# Caribbean Vacations Forums > General Discussion >  >  Quick recharge?

## ChasBidd

Any recommendations for 3 - 4 nights?  EASILY accessable from PVD.  January 2014.  Sunny, warm, laid back.

SBH is too far and $$ for what I am looking for now. 

C.

----------


## noel

Charleston, SC?
May not be warm enough.

----------


## marybeth

What about Florida?  We visited Naples in October, it's great.  Beautiful, upscale, cute town area and nice beaches.

----------


## julianne

I second MaryBeth's Naples recommendation. Don't know about flights from Providence but the Fort Myers Airport is an easy --around 25 miles---straight shot to Naples. Excellent, long beachfront with access at every Avenue, many good restaurants, friendly vibe. Not super hot--mid 70's---but certainly better than the frozen north unless you like skiing!

----------


## MIke R

we really enjoyed spending a few days in Martins neighborhood in Long Boat key Florida last year

----------


## sbhlvr

Even though I love Ron and Martin's stomping grounds, it may not be warm enough. The tropical zone doesn't reach that far. I'd go to Sanibel/Captiva or the Naples Bonita area.

----------


## PIRATE40

> Even though I love Ron and Martin's stomping grounds, it may not be warm enough.
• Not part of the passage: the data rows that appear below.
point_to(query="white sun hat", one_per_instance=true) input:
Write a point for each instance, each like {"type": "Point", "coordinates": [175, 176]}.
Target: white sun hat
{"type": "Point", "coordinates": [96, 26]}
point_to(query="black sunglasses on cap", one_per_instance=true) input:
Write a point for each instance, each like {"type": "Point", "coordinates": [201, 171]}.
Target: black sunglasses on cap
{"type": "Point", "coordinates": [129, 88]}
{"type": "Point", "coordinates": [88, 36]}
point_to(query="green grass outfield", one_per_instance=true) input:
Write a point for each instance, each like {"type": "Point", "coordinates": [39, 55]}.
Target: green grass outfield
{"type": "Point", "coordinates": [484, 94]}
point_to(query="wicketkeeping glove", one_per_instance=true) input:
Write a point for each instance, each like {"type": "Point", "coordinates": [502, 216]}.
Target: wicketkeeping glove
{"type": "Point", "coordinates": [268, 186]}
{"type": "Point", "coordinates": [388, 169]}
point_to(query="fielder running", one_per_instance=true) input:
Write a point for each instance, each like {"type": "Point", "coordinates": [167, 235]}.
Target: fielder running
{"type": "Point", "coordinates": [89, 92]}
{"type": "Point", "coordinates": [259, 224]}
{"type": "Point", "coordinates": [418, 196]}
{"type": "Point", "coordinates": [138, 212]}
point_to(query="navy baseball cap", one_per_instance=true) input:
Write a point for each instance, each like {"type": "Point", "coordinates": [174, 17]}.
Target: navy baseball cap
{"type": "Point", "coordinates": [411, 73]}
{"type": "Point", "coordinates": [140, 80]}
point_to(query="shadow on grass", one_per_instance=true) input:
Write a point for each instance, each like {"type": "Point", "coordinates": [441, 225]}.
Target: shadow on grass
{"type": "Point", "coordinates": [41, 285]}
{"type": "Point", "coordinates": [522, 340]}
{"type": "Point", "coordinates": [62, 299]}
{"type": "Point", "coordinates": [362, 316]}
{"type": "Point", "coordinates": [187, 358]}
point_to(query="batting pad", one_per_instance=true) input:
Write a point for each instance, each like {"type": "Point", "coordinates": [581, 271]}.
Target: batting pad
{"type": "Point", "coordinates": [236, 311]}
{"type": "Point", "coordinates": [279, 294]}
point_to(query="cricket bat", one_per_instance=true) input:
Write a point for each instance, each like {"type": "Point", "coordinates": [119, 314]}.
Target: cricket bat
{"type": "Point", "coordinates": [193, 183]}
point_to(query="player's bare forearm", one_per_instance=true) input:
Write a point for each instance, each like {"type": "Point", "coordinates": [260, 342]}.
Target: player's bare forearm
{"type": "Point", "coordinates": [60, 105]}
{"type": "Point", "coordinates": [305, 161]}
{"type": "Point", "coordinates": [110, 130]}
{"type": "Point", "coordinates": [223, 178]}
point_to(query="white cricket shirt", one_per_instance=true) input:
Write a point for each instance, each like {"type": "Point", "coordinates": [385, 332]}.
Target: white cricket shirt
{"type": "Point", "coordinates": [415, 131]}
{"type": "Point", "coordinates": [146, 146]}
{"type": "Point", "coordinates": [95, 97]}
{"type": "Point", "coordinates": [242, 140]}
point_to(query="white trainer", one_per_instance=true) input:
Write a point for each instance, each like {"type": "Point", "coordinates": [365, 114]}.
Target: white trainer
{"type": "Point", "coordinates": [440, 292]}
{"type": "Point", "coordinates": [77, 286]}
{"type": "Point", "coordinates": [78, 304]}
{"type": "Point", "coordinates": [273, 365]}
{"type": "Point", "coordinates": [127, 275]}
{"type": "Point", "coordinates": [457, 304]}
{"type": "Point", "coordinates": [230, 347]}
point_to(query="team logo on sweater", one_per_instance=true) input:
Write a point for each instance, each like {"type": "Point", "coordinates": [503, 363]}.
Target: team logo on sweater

The tropical zone doesn't reach that far. I'd go to Sanibel/Captiva or the Naples Bonita area.



Carol's right....the next tropical zone starts around Naples....We left Sarasota Friday--it was 58...landed Key West 1.5 hours later and it was 74.....I will take Key West over Naples to insure sun and warmth....Atlanta has several direct flights every day......

----------